Hunt the Darkness(28)

“I don’t understand.”

“Is it a taste, a sound, a premonition?”

“Oh.” She considered. “It’s magic,” she at last concluded.

He grimaced.

Of course it was.

“Your magic?”

“No.” The denial was emphatic. “It’s not human.”

Roke glanced toward the window, allowing his powers to flow outward. He could pick up a few distant water sprites and an even more distant pack of hellhounds, but none of them were close enough to disturb Sally with their magic.

So what could be . . .

The answer struck without warning.

“Fey?” he demanded.

Sally was too intelligent not to instantly follow his train of thoughts.

“You think it might be the box?”

“When did you start to feel the change? Before or after the spell was broken?”

She chewed her bottom lip, silently searching her memory.
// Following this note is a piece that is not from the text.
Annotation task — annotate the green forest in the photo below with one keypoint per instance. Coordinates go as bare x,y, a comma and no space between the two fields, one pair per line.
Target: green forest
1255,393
“After,” she finally pronounced. Roke whirled away, headed for the bedroom. “Hey, where you going?”

“To get the box.”

She was directly behind him as he reached the bed and plucked the box off the quilt.
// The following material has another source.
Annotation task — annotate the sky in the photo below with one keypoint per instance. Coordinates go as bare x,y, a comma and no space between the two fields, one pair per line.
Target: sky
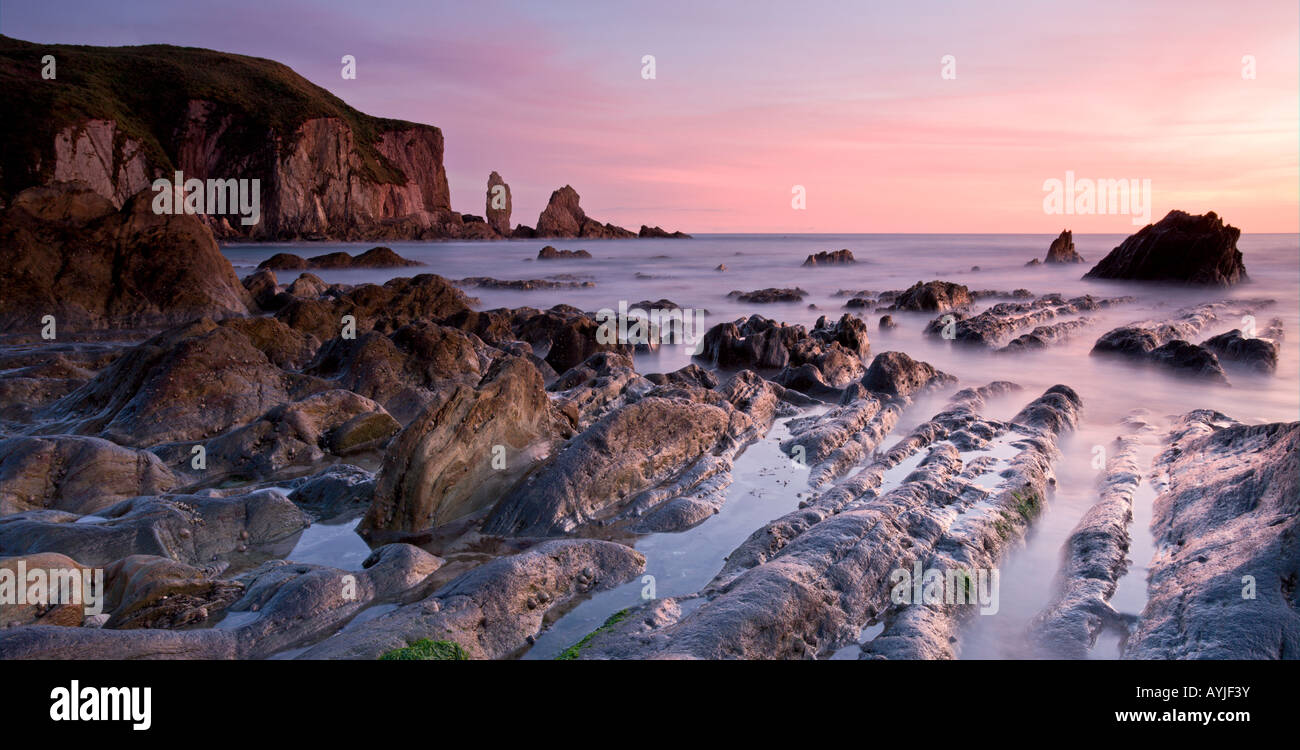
892,117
“Do you think it might be dangerous?”

He wasn’t idiotic enough to admit he thought anything to do with magic was dangerous.

He’d already made his opinion of witches painfully clear when they first met.

Now wasn’t the time to remind her of his initial prejudices.

“I think that if you can feel the magic, then so can others,” he said. “Thankfully this place is isolated enough that it shouldn’t attract too much attention.”

“We could toss it off the cliff.”

He met her worried gaze. “I have a nasty suspicion it would find a way back to you.”

She shivered, clearly considering the perfectly logical tactic of running the hell away, before calling on that remarkable courage that alternately impressed and infuriated him.

“I suppose I could try to put a dampening spell around it,” she suggested.

“That might help.” He studied her pale face. “Do you have what you need?”

She gave a slow nod. “I think so. Let’s go to the kitchen.”

In silence they made their way through the cottage, Roke stepping aside as she began bustling around the large room, with an efficiency that spoke of years of practice. Soon she had a small chalice filled with dried herbs and strange ingredients. She filled a second chalice with a potion she pulled from one of the cupboards then took both to the center of the circle.